Told by the board to print the cards for the first 1,000 member pilot, the guy they put in charge of the process signed a contract to take 100,000 cards, finalized the pre-print design, and ordered the first 1,000 cards - all without consulting us and in Portrait mode rather than Landscape; thus making the card unusable with any standard reader.
As it turned out, I had never specified that the card be printed landscape, and the guy who did the semi-final drawings had drawn it landscape, but put a "scale to fit" note somewhere - so that's exactly what they did in the nicest bit of obstructive sabotage I've ever seen.
What the story (which I've twisted a bit for use here) illustrates in the present context, I think, is that the real determinant on whether the cost of change is justified is what other people do with it once you put it into play- and that's often well outside your control.
It's obvious, for example, that most companies could easily change from Windows to Linux on their desktops - because everyone's terminal emulator: the web browser, works about the same on both and for most purposes Microsoft Office vs.
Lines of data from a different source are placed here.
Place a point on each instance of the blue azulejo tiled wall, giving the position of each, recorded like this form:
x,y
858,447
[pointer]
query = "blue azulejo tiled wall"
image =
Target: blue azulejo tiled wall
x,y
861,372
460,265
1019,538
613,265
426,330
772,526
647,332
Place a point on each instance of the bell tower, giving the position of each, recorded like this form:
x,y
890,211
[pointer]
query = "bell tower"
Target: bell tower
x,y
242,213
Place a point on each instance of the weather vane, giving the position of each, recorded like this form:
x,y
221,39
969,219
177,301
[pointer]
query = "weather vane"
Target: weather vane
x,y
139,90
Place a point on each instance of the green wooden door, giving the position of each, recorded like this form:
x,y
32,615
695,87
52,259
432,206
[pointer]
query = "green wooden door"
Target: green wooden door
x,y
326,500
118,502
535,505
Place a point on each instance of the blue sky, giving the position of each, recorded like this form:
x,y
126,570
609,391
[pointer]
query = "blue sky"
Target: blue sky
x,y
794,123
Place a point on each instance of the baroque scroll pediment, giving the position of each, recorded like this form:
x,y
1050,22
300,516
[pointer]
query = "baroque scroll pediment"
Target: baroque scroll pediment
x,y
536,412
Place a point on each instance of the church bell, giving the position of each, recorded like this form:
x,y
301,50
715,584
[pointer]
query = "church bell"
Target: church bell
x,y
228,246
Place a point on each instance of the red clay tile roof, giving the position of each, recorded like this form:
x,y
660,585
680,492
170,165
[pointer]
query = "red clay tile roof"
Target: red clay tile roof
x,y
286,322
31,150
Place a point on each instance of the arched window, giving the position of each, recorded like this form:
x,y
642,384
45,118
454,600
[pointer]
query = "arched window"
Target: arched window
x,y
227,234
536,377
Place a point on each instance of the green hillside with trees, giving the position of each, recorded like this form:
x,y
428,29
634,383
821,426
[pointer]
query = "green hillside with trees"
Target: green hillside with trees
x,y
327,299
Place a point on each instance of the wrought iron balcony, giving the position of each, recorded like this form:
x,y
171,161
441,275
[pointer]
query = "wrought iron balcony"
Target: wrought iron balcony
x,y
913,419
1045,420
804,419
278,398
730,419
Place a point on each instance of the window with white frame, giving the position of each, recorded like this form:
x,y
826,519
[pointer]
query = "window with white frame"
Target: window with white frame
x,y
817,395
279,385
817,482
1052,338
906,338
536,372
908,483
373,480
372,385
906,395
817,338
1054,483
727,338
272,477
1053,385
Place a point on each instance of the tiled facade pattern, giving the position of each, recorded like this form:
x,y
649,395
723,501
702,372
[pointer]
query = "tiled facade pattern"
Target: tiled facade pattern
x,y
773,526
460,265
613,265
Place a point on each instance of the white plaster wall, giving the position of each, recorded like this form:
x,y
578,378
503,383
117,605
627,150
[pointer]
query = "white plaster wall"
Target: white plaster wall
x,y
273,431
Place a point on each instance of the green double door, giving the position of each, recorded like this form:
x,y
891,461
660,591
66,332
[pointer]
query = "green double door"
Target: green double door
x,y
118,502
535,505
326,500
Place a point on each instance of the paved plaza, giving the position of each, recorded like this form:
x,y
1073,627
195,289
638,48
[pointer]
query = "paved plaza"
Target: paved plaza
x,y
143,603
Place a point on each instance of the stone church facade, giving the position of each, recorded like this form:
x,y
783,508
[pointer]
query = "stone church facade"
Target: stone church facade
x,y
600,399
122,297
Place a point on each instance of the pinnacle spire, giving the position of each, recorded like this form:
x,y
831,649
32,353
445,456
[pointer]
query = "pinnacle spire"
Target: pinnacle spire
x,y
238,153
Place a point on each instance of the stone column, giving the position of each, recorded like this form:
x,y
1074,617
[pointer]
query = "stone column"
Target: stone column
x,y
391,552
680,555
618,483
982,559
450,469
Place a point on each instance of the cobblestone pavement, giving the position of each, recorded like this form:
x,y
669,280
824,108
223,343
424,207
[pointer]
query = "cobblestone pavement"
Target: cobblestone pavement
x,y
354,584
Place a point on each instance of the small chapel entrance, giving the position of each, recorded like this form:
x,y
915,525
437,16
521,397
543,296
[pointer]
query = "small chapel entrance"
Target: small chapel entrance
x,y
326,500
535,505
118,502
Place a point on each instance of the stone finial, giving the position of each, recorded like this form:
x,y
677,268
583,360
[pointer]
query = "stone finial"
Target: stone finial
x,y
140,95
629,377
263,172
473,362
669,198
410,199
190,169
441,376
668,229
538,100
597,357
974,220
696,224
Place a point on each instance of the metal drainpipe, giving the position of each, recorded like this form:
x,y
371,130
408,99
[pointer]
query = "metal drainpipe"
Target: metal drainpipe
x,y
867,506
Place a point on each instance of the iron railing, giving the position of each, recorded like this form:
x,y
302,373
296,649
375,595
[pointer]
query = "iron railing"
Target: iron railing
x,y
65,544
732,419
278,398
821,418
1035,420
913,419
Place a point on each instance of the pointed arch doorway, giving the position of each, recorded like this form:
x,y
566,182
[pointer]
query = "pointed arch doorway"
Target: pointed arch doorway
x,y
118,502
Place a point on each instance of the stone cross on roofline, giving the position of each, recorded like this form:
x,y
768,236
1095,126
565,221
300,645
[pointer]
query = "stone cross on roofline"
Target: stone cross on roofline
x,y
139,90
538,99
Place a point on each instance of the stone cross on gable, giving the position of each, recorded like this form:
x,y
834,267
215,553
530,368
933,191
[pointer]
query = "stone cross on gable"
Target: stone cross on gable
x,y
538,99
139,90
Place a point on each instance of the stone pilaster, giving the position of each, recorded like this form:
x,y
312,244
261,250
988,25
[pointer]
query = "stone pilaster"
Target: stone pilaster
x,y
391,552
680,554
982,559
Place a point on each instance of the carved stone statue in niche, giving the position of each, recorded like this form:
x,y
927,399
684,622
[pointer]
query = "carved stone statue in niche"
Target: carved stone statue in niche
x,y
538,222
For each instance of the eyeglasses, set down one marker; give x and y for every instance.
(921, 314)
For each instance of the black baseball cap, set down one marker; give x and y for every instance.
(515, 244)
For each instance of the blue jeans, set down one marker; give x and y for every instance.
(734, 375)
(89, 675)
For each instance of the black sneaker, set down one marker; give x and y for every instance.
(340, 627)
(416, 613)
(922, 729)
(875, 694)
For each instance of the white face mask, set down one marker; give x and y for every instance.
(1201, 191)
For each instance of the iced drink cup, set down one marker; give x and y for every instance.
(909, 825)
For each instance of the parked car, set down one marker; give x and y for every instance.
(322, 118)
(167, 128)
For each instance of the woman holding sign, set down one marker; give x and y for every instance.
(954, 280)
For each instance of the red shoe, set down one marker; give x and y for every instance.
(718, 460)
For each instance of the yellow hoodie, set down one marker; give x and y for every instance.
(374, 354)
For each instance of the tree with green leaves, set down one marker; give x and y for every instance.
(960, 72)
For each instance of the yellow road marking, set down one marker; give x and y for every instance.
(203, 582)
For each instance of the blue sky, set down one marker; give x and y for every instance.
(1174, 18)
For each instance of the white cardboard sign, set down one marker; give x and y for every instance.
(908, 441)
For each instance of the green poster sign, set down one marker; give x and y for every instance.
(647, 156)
OpenOffice is a case of tweedle dum vs. tweedle dee. Since doing it would generate savings on licensing and hardware while somewhat reducing security and reliability issues, the question to ask is why lots of people aren't doing it.
I think the right reason for not doing it is that client-server is client-server no matter which OS you run on the client, and so replacing Windows with Linux just exchanges one headache for another; but the more common reason is that your users and support troops will usually work together to sabotage this type of change.
As an IT manager you may know perfectly well that some function or other works better on Linux than Windows Vista but if the same users and support people who won't make it work on Linux - and therefore make a federal case out of its not working because of your incomprehensible Linux decision- are willing to silently accept continuous mediocrity as the Windows standard, what are you going to do?
In my case I gave up and waited for them to get shelled - and three years later most party members were indeed getting personalized direct mail from the opposition parties while headquarters was contracting for yet another round of Windows applications development.
And in the cases of most IT managers I know the attitude is just the same: "Yes" they say, "doing it makes sense, I could save some money, improve security, and do a few things I can't now - but I'd have to change a lot of staff and there are bigots out there who will fight this every single day until I leave and the next guy puts Windows back - so why bother?"
Since I think they're right, this means that the real cost of change isn't a measure of what it takes to make change happen, it's a measure of what it takes to make change stick over the long term; and that means including the cost of changing IT staff, of changing user attitudes, of rooting out hidden IT staff (user department staff who've stopped doing their jobs to become the local go-to people on "computer" issues) and educating new recruits to user communities.